Question : Only pulling IPs from one DCHP on a Dual DHCP network

I have come into an office that was set up with dual DHCP servers, a Netgear RT314 Router and a Windows NT server.  We were able to access the internet via the router (192.x.x.x IPs) and could release/renew to get IPs from the NT server (10.x.x.x).  The NT Server was also an application server, so if users needed work with these apps they would HAVE to get their IP from here.  Internet access was achieved by release/renew, which would prompt the router to assign IPs and therefore allow I-net access.

This weekend my boss upgraded the NT to a 2000 server.  Now we can no longer release/renew and switch between IP ranges.  Presently, the router is leasing the IPs first, and it appears the 2000 server is not receiving requests, or perhaps the router is just answering requests before the 2000 DHCP can lease out an address.  Hard coding the address (10.x.x.x) allows us to use the applications we need on the 2000 server.  Problem is we must then go back and switch to the 192.x.x.x range to give I-net access.  There are about 50 users in the office, so you can see this is unpractical

We would PREFER to have one IP assigned by the 2000 server to allow I-net and application access.  But neither of us are network savvy and do not understand all of the subtleties involved.  Our first thought was be to disable the DHCP server on the router, but then we will need to configure I-net access from the 10.x.x.x IPs (2000 server).  Can anyone either offer a solution or at least point us in the right direction?  Thanks!

Answer : Only pulling IPs from one DCHP on a Dual DHCP network

I would turn off the dhcp on the router and use only the dhcp in the 2000 server.
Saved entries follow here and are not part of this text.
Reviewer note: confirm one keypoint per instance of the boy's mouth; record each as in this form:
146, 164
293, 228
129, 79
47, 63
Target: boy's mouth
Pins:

Create a scope on the server with the 192 ip range and in the scope options put the routers ip address as the gateway address, that way people can acces the applications on the server and have access to the internet. The 192 adress range is private address space and the router is using nat to provide the acces to the internet. Or you can keep 10 ip scope that is on the server and change the ip of the router to an address on that range, perhaps 10.x.x.219 and put that in as the gateway address on the server scope options. Make sure that the ip that you assign to the router is excluded from the ip range on your server's dhcp scope.

example: dhcp scope range 10.100.0.5-10.100.0.200 since you only have 50 machines this range should give you more than enough ip address's. Server address 10.100.0.1, router adress 10.100.0.219.

In addition you need to make sure any printers that have print servers need to be static ip's and reserved or excluded from the dhcp range.